Tout au long de son procès, Youssef Ettaoujar, cheveux longs, barbe bien taillée et petites lunettes sur le nez, n’a eu de cesse de faire le pitre, ayant réponse à tout. Il affirme qu’il voulait faire de l’humanitaire et « filmer la tristesse » dans les camps, puis reconnaît que « si on lui avait proposé un entraînement au maniement des armes, il l’aurait fait« . A-t-il fait preuve de ce même amateurisme dans la préparation de ces « actions violentes » ? Quel était le degré de menace du quatuor ? « C’est encore trop tôt pour le dire, les auditions sont en cours », indique une source judiciaire.
« Pas assez aiguisé pour trancher une tête »
Youssef Ettaoujar n’a – heureusement – pas la discrétion pour principale qualité. Le jeune père de famille a eu le bon goût d’appeler sa fille Jihad. « Ça veut dire effort en arabe », s’était-il justifié en riant à son procès, « il y a bien des Français qui appellent leurs enfants Pierre, Jambon ou Cochon« . Sur son ordinateur, les enquêteurs avaient également trouvé, outre une multitude de documents ayant trait au djihad, plusieurs photos de lui le visage dissimulé et porteur d’un sabre, y compris en présence de son jeune neveu. « Un délire« , avait-il encore expliqué. L’ « émir » avait pourtant renoncé à l’époque à acheter des machettes et des couteaux, les jugeant « pas assez aiguisés, ou en tout cas pas suffisamment pour trancher une tête« , ont révélé les écoutes téléphoniques.
Un lien avec sa tentative de départ en Syrie ?

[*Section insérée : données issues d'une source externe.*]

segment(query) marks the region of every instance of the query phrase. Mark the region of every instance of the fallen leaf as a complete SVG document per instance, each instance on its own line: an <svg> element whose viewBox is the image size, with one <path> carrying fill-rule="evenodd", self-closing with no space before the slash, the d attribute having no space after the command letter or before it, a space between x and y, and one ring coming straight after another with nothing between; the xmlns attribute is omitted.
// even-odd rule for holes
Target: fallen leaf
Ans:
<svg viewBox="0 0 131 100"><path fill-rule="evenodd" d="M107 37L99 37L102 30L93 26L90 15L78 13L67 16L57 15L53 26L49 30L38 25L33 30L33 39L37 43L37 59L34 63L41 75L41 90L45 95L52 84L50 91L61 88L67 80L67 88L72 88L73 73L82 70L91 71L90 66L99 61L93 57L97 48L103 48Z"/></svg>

Ces deux affaires sont-elles mêlées ? Sans citer son nom, le ministre de l’Intérieur Bernard Cazeneuve a avancé mercredi soir que Youssef Ettaoujar « aurait pu être en relation avec des individus en Syrie appartenant à l’Etat islamique« . Or, l’un de ses deux complices dans la première affaire, Salah-Eddine Gourmat, est soupçonné de s’y trouver. Condamné à trois ans de prison ferme, celui qui apparaissait comme un homme de main a pris la fuite à l’issue du délibéré. Youssef Ettaoujar et Salah-Eddine Gourmat se connaissent depuis de nombreuses années, par l’intermédiaire du cousin de ce dernier. Mais c’est en 2010 que les deux hommes se rapprochent, alors qu’ils fréquentent la même mosquée. Si rien n’est confirmé à ce stade des investigations, l’hypothèse d’un projet fomenté ensemble n’est pas exclue. « On vérifie toutes les pistes, c’est bien trop tôt pour le dire« , explique prudemment une source proche du dossier.